Provided by: libunicode-linebreak-perl_0.0.20110501-1build1_amd64 bug

NAME

       Unicode::GCString - String as Sequence of UAX #29 Grapheme Clusters

SYNOPSIS

           use Unicode::GCString;
           $gcstring = Unicode::GCString->new($string);

DESCRIPTION

       Unicode::GCString treats Unicode string as a sequence of extended grapheme clusters
       defined by Unicode Standard Annex #29 [UAX #29].
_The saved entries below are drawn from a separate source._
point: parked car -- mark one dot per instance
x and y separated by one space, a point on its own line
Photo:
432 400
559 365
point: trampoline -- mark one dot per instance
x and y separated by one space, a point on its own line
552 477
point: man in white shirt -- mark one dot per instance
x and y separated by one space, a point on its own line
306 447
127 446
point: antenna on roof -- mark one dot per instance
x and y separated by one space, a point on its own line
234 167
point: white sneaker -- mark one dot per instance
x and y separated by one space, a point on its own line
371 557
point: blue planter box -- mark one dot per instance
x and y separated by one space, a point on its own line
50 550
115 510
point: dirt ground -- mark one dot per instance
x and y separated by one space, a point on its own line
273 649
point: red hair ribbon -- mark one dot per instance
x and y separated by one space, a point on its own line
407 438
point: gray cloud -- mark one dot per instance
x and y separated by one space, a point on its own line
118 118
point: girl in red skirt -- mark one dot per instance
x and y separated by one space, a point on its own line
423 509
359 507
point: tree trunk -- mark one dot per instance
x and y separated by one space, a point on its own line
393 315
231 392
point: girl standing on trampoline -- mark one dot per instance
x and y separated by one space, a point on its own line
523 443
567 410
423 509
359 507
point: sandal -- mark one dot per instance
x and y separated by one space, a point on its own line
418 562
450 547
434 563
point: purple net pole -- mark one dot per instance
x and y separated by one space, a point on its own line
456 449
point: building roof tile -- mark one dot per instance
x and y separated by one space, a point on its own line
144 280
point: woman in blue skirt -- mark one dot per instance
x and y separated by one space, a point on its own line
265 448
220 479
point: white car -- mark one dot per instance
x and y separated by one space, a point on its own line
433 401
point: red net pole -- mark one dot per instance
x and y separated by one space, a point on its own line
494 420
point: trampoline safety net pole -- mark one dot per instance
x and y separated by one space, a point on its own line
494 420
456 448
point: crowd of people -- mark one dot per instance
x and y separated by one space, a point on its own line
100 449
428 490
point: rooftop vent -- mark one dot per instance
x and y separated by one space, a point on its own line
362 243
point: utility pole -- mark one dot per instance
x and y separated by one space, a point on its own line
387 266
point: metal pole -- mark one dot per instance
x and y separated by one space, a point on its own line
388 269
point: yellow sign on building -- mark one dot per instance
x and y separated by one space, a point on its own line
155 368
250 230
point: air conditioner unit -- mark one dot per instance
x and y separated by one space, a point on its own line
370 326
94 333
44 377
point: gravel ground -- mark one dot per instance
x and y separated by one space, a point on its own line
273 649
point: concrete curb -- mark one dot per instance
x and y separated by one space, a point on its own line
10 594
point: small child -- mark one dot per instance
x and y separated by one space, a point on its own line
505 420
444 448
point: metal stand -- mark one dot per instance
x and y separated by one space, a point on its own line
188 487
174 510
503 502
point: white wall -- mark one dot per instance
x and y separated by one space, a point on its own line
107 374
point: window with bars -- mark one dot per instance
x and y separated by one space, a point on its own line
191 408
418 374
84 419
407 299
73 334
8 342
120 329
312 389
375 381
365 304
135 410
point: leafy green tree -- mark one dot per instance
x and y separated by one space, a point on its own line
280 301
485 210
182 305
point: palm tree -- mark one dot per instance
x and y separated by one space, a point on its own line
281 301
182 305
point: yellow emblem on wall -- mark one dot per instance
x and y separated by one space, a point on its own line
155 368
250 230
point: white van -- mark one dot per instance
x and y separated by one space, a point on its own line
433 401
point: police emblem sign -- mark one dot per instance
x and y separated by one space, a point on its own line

       Grapheme cluster is a sequence of Unicode character(s) that consists of one grapheme base
       and optional grapheme extender and/or XprependX character.  It is close in that people
       consider as character.

   Public Interface
       Constructors

       new (STRING, [LINEBREAK])
           Constructor.  Create new grapheme cluster string (Unicode::GCString object) from
           Unicode string STRING.  Optional Unicode::LineBreak object LINEBREAK controls breaking
           features.

       copy
           Copy constructor.  Create a copy of grapheme cluster string.  Next position of new
           string is set at beginning.

       Sizes

       chars
           Instance method.  Returns number of Unicode characters grapheme cluster string
           includes, i.e. length as Unicode string.

       columns
           Instance method.  Returns total number of columns of grapheme clusters defined by
           built-in character database.  For more details see "DESCRIPTION" in
           Unicode::LineBreak.

       length
           Instance method.  Returns number of grapheme clusters contained in grapheme cluster
           string.

       Operations as String

       as_string
       """OBJECT"""
           Instance method.  Convert grapheme cluster string to Unicode string explicitly.

       cmp (STRING)
       STRING "cmp" STRING
           Instance method.  Compare strings.  There are no oddities.  One of each STRING may be
           Unicode string.

       concat (STRING)
       STRING "." STRING
           Instance method.  Concatenate STRINGs.  One of each STRING may be Unicode string.
           Note that number of columns (see columns()) or grapheme clusters (see length()) of
           resulting string is not always equal to sum of both strings.  Next position of new
           string is that set on the left value.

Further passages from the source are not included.